Thing is, Sleeping Dogs is basically two games. I really, really like the first game: It's a spin on the GTA formula where guns are largely nonexistent and you're running around listening to HK-Pop and beating up toughs with your hands and fists. You're a bit of a cowboy cop but since nobody ever dies on your watch, you kinda just go with it. The game even rewards you for not hurting innocents or causing property damage.
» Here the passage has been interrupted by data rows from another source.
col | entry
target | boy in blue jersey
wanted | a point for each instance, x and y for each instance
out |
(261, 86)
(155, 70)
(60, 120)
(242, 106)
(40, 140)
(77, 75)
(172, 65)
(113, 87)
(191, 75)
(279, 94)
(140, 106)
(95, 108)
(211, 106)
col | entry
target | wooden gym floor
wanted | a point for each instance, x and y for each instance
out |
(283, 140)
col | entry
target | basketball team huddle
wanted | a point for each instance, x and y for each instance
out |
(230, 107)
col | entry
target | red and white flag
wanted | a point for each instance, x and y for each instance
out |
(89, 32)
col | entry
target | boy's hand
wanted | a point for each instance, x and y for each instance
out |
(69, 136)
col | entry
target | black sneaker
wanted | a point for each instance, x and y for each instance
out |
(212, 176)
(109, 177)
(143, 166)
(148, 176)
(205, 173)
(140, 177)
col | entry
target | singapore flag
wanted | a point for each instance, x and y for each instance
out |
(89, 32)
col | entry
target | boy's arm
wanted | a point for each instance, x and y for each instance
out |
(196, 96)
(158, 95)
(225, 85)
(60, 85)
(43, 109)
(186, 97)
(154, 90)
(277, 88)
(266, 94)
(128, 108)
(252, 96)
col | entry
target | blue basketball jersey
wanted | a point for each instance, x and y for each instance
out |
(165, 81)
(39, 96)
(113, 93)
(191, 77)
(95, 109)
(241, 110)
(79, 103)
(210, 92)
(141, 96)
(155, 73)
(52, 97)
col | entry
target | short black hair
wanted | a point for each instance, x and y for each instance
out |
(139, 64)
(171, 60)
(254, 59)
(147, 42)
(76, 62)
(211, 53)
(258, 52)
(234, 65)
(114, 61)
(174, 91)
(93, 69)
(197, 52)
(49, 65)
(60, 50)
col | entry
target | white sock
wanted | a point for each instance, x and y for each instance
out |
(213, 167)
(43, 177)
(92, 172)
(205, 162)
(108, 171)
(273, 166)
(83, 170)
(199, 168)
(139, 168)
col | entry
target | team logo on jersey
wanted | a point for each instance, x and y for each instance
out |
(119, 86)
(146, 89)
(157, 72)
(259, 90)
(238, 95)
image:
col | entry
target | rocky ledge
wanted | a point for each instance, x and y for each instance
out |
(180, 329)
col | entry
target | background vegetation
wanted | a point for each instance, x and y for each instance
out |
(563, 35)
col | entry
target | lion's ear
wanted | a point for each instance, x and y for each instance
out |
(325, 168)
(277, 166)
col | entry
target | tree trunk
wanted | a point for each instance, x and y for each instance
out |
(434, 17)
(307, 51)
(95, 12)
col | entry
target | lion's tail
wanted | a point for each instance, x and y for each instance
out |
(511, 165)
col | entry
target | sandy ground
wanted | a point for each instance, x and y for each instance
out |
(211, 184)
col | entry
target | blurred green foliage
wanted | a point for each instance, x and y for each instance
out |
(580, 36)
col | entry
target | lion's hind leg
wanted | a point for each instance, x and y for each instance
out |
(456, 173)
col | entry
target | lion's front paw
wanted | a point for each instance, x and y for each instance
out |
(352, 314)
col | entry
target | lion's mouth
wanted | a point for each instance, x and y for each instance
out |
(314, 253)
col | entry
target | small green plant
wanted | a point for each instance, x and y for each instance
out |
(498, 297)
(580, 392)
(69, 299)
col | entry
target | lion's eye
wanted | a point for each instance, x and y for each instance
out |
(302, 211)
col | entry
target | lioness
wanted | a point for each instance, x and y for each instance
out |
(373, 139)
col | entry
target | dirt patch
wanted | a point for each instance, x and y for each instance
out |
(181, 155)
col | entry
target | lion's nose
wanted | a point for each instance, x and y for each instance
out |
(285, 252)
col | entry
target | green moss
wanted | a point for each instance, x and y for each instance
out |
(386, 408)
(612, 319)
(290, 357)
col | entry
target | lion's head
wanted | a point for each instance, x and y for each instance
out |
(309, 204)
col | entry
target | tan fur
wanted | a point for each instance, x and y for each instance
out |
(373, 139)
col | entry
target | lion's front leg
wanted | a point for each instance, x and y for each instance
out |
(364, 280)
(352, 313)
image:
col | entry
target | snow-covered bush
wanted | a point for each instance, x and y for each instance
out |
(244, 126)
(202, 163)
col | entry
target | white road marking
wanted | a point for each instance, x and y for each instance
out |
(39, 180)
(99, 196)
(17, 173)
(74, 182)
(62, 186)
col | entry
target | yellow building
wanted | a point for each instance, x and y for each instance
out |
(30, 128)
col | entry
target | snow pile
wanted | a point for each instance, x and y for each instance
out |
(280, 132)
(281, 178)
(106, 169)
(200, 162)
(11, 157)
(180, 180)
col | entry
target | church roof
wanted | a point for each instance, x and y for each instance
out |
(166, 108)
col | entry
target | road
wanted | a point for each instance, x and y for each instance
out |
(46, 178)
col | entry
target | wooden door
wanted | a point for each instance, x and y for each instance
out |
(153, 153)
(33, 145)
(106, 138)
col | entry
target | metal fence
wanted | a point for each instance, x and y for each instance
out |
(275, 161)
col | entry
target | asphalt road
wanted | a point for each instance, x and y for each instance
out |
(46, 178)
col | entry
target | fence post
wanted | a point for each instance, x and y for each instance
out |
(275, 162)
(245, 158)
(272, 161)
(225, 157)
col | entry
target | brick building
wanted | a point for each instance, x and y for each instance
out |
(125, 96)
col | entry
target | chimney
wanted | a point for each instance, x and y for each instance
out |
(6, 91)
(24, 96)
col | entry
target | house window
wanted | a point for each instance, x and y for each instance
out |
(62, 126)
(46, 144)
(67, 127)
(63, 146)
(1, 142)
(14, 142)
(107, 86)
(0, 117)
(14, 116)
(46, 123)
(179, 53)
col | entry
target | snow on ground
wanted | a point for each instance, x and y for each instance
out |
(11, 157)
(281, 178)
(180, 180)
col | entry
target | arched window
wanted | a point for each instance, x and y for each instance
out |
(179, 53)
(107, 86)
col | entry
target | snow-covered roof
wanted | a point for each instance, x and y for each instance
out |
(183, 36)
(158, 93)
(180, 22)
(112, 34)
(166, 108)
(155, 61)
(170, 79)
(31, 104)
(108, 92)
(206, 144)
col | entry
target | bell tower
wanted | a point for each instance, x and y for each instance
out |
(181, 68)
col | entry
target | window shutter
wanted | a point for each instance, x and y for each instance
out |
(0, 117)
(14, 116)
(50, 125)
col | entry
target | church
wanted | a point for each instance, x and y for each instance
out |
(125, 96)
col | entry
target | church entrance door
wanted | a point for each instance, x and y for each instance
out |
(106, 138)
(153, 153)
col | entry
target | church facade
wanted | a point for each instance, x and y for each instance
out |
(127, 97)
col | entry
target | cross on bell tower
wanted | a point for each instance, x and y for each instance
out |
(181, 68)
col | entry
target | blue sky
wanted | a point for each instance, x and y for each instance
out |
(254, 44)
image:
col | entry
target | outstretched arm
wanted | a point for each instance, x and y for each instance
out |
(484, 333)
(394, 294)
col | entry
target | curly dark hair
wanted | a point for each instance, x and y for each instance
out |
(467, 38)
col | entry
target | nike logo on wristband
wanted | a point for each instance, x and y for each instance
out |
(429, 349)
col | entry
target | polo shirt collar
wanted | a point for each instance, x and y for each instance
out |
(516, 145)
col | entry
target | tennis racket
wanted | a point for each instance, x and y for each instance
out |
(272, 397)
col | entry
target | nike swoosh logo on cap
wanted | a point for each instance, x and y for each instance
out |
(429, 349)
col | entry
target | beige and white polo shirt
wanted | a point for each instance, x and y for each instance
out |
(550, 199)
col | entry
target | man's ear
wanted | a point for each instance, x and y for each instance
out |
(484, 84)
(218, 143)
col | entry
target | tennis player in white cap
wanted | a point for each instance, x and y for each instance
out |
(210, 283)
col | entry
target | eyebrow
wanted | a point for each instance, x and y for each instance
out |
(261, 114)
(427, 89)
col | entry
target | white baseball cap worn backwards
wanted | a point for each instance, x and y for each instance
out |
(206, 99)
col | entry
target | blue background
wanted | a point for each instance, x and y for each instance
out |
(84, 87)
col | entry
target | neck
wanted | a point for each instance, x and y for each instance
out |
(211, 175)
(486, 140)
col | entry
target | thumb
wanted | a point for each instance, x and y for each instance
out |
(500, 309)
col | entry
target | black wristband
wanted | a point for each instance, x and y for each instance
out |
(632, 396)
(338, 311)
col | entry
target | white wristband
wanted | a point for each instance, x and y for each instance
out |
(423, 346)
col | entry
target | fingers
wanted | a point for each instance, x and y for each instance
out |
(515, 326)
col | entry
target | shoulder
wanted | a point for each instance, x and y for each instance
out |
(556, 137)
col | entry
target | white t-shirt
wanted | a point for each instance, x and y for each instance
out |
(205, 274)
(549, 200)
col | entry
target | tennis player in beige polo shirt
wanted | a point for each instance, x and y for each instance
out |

I liked that Wei Shen. I mean, he's formulaic as fuck (running from a violent, mysterious past that includes mourning the ghost of his sister who fell by the wayside thanks to gangs, etc) but for the purposes of the game it was decent 80s HK thriller fare. You got your crooked cop, your stodgy cop, your naive cop. You got your marauding gangster, your moronic gangster, your loyal-to-a-fault gangster, your wannabe gangster. You got your elder who gives vague, concerned advice and you got your revolving door of arm candy. You got every cliche ever to walk into a gangster flick swaggering around an always ever-so-slightly out of focus Hong Kong, and always with that sort of cheeky Jackie Chan innocence to it.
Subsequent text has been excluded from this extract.